The brokers saw a sell-off coming. They wanted to stop it. Their logic was simple: if you cannot trade, you cannot sell. No selling means no crash. A frozen market cannot bleed.
Regulators saw it differently. The Securities Commission and Bursa Malaysia argued that closing the market would not fix the problem. The problem was the pandemic. The problem was the global economy. Shutting the exchange would not make either one go away.
They said something else. They said a suspension could make things worse. Investors would be trapped. They could not adjust positions. They could not cut losses. When the market reopened, the sell orders would pile up. The crash would come anyway, only bigger.
So they kept trading open. “We will maintain continuous trading and market operation,” the authorities said in a joint statement.
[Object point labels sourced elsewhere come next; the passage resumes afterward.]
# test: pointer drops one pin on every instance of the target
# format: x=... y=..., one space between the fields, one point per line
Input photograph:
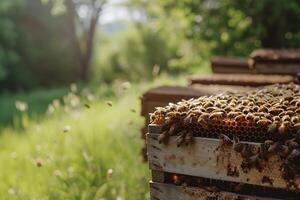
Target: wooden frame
x=163 y=191
x=204 y=158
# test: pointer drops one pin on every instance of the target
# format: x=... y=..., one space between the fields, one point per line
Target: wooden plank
x=276 y=68
x=158 y=176
x=205 y=159
x=162 y=191
x=253 y=80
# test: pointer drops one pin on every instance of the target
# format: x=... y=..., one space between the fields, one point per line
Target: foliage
x=69 y=151
x=34 y=50
x=237 y=27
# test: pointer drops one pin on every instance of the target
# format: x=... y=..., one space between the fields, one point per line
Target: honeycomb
x=270 y=112
x=268 y=115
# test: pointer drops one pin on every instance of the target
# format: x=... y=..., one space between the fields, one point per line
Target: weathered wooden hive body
x=275 y=61
x=241 y=145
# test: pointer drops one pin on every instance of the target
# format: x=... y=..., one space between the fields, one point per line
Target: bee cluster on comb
x=268 y=115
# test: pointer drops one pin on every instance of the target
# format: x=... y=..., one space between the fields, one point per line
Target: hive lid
x=240 y=79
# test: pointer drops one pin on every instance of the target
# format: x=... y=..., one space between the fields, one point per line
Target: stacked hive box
x=280 y=61
x=229 y=146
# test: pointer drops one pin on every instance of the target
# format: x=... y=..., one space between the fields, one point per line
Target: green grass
x=74 y=164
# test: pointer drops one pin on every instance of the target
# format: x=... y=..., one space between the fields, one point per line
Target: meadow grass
x=83 y=149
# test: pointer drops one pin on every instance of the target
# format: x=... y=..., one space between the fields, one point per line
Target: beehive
x=251 y=138
x=275 y=61
x=229 y=65
x=253 y=80
x=161 y=96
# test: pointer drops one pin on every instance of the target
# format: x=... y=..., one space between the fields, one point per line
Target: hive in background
x=275 y=61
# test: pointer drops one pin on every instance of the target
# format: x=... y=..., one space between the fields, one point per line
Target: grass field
x=85 y=148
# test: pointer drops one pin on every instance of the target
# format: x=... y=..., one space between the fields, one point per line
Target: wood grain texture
x=205 y=159
x=162 y=191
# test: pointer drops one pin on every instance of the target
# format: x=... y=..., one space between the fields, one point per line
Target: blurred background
x=72 y=72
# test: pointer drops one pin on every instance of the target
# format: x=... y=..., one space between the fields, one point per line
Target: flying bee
x=264 y=122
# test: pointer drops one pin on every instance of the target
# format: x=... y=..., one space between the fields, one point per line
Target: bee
x=294 y=154
x=233 y=114
x=249 y=116
x=273 y=147
x=292 y=144
x=189 y=118
x=285 y=118
x=246 y=151
x=290 y=112
x=163 y=137
x=263 y=109
x=283 y=150
x=276 y=111
x=189 y=138
x=276 y=118
x=239 y=117
x=216 y=115
x=172 y=129
x=295 y=119
x=297 y=126
x=283 y=128
x=225 y=140
x=256 y=118
x=272 y=128
x=237 y=146
x=203 y=122
x=180 y=139
x=246 y=111
x=264 y=122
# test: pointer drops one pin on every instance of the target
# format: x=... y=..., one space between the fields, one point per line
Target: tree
x=84 y=40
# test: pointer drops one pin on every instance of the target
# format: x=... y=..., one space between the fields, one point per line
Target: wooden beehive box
x=252 y=80
x=205 y=159
x=275 y=61
x=229 y=65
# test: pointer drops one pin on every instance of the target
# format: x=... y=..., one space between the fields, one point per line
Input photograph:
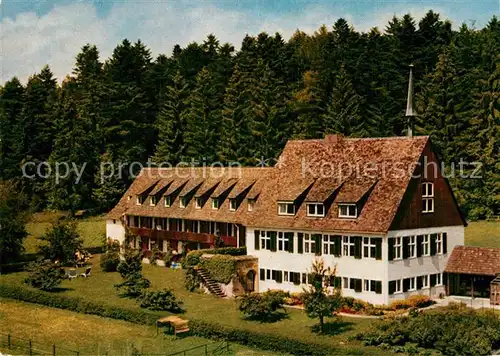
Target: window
x=348 y=211
x=282 y=242
x=439 y=244
x=412 y=246
x=369 y=247
x=199 y=202
x=286 y=208
x=309 y=244
x=265 y=240
x=182 y=202
x=425 y=245
x=215 y=203
x=427 y=197
x=439 y=279
x=251 y=204
x=412 y=284
x=397 y=248
x=349 y=246
x=315 y=209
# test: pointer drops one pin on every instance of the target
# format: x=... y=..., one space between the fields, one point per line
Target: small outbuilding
x=473 y=272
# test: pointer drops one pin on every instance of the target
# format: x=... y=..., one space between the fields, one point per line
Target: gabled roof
x=474 y=260
x=311 y=170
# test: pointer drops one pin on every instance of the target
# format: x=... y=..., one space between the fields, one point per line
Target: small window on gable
x=199 y=202
x=286 y=208
x=427 y=197
x=215 y=203
x=232 y=204
x=315 y=209
x=348 y=211
x=251 y=204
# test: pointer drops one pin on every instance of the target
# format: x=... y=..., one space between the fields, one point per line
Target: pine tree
x=171 y=147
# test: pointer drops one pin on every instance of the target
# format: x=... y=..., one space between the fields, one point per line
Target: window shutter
x=391 y=242
x=378 y=249
x=273 y=240
x=318 y=244
x=433 y=244
x=357 y=285
x=289 y=237
x=338 y=245
x=433 y=280
x=420 y=240
x=357 y=246
x=406 y=246
x=406 y=284
x=392 y=287
x=300 y=242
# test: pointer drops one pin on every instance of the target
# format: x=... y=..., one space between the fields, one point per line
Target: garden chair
x=72 y=274
x=87 y=272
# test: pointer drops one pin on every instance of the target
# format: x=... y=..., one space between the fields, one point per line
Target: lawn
x=99 y=288
x=92 y=230
x=483 y=233
x=90 y=334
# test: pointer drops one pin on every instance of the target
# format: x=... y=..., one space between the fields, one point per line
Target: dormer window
x=315 y=209
x=215 y=203
x=198 y=203
x=427 y=197
x=348 y=211
x=286 y=208
x=251 y=204
x=232 y=204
The goal was to let investors “manage their risks and opportunities.”
That word — opportunities — is key. The regulators saw the lockdown not as a reason to hide, but as a reason to keep the machine running. A closed market does not calm panic. It stores it up.
This is the core of the debate. It is not about whether the market is falling. It is about what you do when it does. The brokers wanted a shield. The regulators wanted a release valve.
Malaysia chose the release valve. It chose to let the market find its own bottom. That is painful. It is also honest. A suspended market is a market that has stopped working. A trading market is a market that is still doing its job.
The question now is whether that job will get harder. The lockdown is nationwide. People are at home. Companies are idle. The economy is slowing. The stock market reflects that. It always does.
Keeping the exchange open does not stop the slide. It just lets it happen in the open. That is the point. Investors can sell. They can also buy. They can hedge. They can wait. The choice is theirs, not the government’s.
That is what the regulators bet on. They bet that the market can handle the truth. They bet that a controlled fall is better than a frozen cliff. They bet that panic is worse than pain.
Time will tell if they were right. The index is low. The yields are high. The virus is still spreading. The lockdown is still in place. Nothing is settled.
But one thing is clear. Malaysia chose to keep its market alive. Not because it is safe. Because a dead market is a different kind of danger.